The driver's compartment 18 is defined at a forward end by left and right glass panels 58 and 59 which extend from forwardly inclined posts 60 and 61, respectively, forward to support member portions 34. The posts 60 and 61 define the forward boundary of the entryway 40.

The bucket 20 is connected to the loader arm 19 at pivot point 50 and is pivotal about pivot point 50. A hydraulic cylinder 49 pivotally attached to the member 47 at one end and pivotally attached at pivot point 59 pivots the bucket 20 with respect to the loader arm. The hydraulic cylinder is operated through the same hydraulic system (not shown) as is hydraulic cylinder 22.

Referring to FIG. 5, which illustrates a plan view of the vehicle of the present invention, a first traction motor 60 provides the motive force for the left-hand side 62 of the vehicle and a second traction motor 64 provides the motive force for a right-hand side of the vehicle 66. Both the first traction motor 60 and the second traction motor 64 are powered by a battery pack 28. A suitable traction motor is made by General Electric Company.

The traction motor 60 is coupled by a coupling 68 to a spur gear reduction assembly 70 that engages a chain 72. The chain 72 in turn engages left rearward gear 74 and left forward gear 76 which are in turn respectively connected to wheels 14d and 14c through axles 78 and 80.

Similarly, the traction motor 64 is connected to a spur gear reduction assembly 82 through a coupling 84. The spur gear reduction assembly 82 engages a chain 86 which in turn engages a right rearward gear 88 and a right forward gear 90, which are respectively connected to wheels 14a and 14b through axles 92 and 94. As will be appreciated, the traction motor 60 is operated independently of the traction motor 64 thereby permitting the wheels 14c, 14d to operate at a different speed than wheels 14a and 14b to create the skid-steering. The electrical system of the present invention provides a simplified method of imparting different speeds to different sides of the vehicle.

A block diagram of the electrical system of the vehicle of the present invention is illustrated in FIG. 6. The battery pack 28 is the power source for the hydraulic system to run the hydraulic cylinders that move the loading arm and the bucket and is the power source to run the traction motors that drive the vehicle.

The battery pack provides power to the hydraulic motor 94 through a hydraulic system control panel. Hydraulic fluid is delivered under pressure in a well known manner to the hydraulic cylinders 22 and 49.

From the battery pack 28, power is also delivered to a dual proportioning controller 98. A suitable dual proportioning controller is sold under the trademark "EV-1 SCR CONTROL" by General Electric Company. The dual proportioning controller is operated by a joy stick control 100. Power is supplied to the joy stick control 100 by a 12-volt source 102 which is preferably supplied by power from the battery pack 28 using a voltage reduction device (not shown).
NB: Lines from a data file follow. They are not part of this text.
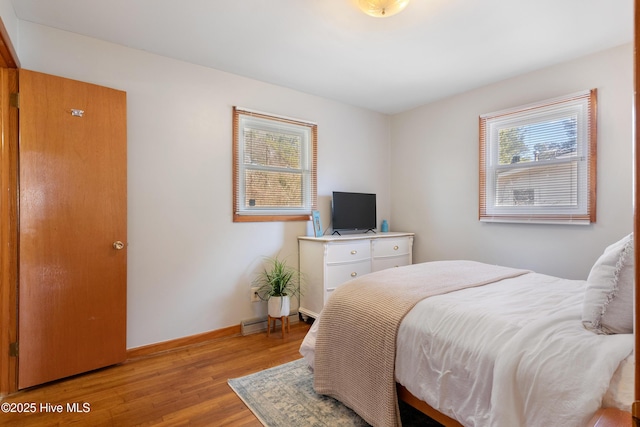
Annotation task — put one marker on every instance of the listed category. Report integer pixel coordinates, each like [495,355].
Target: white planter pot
[279,306]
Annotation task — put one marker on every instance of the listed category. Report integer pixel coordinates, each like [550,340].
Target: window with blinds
[538,162]
[274,167]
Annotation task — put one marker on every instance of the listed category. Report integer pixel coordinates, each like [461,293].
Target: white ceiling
[435,48]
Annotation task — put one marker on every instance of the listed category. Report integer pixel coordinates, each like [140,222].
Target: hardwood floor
[187,386]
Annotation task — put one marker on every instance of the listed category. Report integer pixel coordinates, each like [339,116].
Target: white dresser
[329,261]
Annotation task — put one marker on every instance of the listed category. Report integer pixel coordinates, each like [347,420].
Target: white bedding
[510,353]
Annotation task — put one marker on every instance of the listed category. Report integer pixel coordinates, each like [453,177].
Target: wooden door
[72,277]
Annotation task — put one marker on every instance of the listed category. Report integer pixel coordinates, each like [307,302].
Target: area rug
[283,396]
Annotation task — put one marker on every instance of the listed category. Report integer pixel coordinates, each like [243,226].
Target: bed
[480,345]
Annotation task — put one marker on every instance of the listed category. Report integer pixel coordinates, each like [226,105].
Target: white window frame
[579,106]
[245,119]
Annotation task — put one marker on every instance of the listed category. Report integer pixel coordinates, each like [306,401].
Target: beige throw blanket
[356,341]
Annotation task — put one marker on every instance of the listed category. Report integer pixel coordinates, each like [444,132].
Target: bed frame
[608,417]
[407,397]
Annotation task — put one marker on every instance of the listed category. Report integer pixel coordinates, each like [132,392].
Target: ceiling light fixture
[382,8]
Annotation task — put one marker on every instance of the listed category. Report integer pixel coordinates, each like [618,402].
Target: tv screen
[353,211]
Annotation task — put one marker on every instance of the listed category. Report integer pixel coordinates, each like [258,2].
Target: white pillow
[608,301]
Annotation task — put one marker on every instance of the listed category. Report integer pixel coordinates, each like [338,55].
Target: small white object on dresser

The joy stick control 100 provides both directional and speed control through the proportioning controller 98 such that the left traction motor is operated at a different speed than the right traction motor to steer the vehicle and such that both left and right traction motors are also operable at the same speed to move the vehicle forward and backward.

Although the present invention has been described with reference to preferred embodiments, workers skilled in the art will recognize that changes may be made in form and detail without departing from the spirit and scope of the invention.